Unsupervised machine learning for species delimitation, integrative taxonomy, and biodiversity conservation.
Journal:
Molecular phylogenetics and evolution
Published Date:
Dec 1, 2023
Abstract
Integrative taxonomy, combining data from multiple axes of biologically relevant variation, is a major goal of systematics. Ideally, such taxonomies will derive from similarly integrative species-delimitation analyses. Yet, most current methods rely solely or primarily on molecular data, with other layers often incorporated only in a post hoc qualitative or comparative manner. A major limitation is the difficulty of devising quantitative parametric models linking different datasets in a unified ecological and evolutionary framework. Machine Learning (ML) methods offer flexibility in this arena by easily learning high-dimensional associations between observations (e.g., individual specimens) across a wide array of input features (e.g., genetics, geography, environment, and phenotype) to delimit statistically meaningful clusters.
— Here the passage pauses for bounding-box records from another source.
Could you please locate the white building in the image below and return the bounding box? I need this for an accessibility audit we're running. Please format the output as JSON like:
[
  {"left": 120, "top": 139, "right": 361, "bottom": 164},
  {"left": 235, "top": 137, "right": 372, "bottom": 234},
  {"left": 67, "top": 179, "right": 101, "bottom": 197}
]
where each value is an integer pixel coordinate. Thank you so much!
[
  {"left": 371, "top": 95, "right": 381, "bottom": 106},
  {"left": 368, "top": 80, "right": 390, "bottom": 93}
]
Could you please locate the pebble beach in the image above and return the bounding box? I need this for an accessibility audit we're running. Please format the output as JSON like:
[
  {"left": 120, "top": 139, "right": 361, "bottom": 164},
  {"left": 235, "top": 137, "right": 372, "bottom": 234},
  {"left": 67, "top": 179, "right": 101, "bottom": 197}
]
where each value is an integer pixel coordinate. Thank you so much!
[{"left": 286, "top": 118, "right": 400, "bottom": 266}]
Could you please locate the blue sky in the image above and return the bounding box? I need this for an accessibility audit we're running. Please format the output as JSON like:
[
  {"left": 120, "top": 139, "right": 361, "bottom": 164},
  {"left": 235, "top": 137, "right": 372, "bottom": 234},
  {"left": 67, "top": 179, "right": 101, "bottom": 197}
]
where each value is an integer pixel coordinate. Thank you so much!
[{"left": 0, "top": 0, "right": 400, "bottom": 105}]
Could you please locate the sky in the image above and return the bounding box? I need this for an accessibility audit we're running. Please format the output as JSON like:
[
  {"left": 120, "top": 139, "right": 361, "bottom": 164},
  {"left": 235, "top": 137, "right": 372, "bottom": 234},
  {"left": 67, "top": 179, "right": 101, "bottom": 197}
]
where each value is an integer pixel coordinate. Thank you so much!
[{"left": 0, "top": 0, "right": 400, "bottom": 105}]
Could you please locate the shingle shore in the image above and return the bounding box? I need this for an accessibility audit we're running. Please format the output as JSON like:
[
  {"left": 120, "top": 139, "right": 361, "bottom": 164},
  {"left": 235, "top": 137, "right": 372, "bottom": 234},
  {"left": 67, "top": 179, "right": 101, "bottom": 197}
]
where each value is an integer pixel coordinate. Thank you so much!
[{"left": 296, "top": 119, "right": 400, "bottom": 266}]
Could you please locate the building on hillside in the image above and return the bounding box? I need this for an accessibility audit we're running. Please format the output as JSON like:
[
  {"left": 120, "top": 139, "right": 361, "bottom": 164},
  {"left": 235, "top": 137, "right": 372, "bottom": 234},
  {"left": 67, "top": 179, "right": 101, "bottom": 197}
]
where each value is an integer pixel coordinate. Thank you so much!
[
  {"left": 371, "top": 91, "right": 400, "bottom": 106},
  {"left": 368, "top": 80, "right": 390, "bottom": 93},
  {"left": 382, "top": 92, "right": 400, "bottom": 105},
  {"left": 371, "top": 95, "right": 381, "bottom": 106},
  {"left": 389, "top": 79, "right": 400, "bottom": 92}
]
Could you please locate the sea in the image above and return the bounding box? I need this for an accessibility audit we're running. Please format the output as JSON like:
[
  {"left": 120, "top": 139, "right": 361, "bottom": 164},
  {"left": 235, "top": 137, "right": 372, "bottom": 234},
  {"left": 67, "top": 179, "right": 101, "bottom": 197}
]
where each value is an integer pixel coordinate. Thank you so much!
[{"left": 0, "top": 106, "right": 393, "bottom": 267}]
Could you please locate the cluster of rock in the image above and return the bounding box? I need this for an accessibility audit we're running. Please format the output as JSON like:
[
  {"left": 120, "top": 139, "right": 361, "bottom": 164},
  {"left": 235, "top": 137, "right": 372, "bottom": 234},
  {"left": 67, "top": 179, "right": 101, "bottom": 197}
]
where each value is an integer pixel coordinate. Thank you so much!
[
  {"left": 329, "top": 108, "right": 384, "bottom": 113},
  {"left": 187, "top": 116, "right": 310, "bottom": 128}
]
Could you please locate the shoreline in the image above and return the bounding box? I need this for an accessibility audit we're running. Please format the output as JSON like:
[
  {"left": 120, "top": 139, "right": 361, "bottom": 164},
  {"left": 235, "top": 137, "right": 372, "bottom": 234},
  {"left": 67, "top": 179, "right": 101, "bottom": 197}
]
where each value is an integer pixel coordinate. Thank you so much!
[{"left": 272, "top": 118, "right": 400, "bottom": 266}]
Here, I implement an unsupervised method using Self-Organizing (or "Kohonen") Maps (SOMs) for such purposes. Recent extensions called "SuperSOMs" can integrate multiple layers, each of which exerts independent influence on a two-dimensional output grid via empirically estimated weights. The grid cells are then delimited into K distinct units that can be interpreted as species or other entities. I show empirical examples in salamanders (Desmognathus) and snakes (Storeria) with layers representing alleles, space, climate, and traits. Simulations reveal that the SuperSOM approach can detect K = 1, tends not to over-split, reflects contributions from all layers, and limits large layers (e.g., genetic matrices) from overwhelming other datasets, desirable properties addressing major concerns from previous studies. Finally, I suggest that these and similar methods could integrate conservation-relevant layers such as population trends and human encroachment to delimit management units from an explicitly quantitative framework grounded in the ecology and evolution of species limits and boundaries.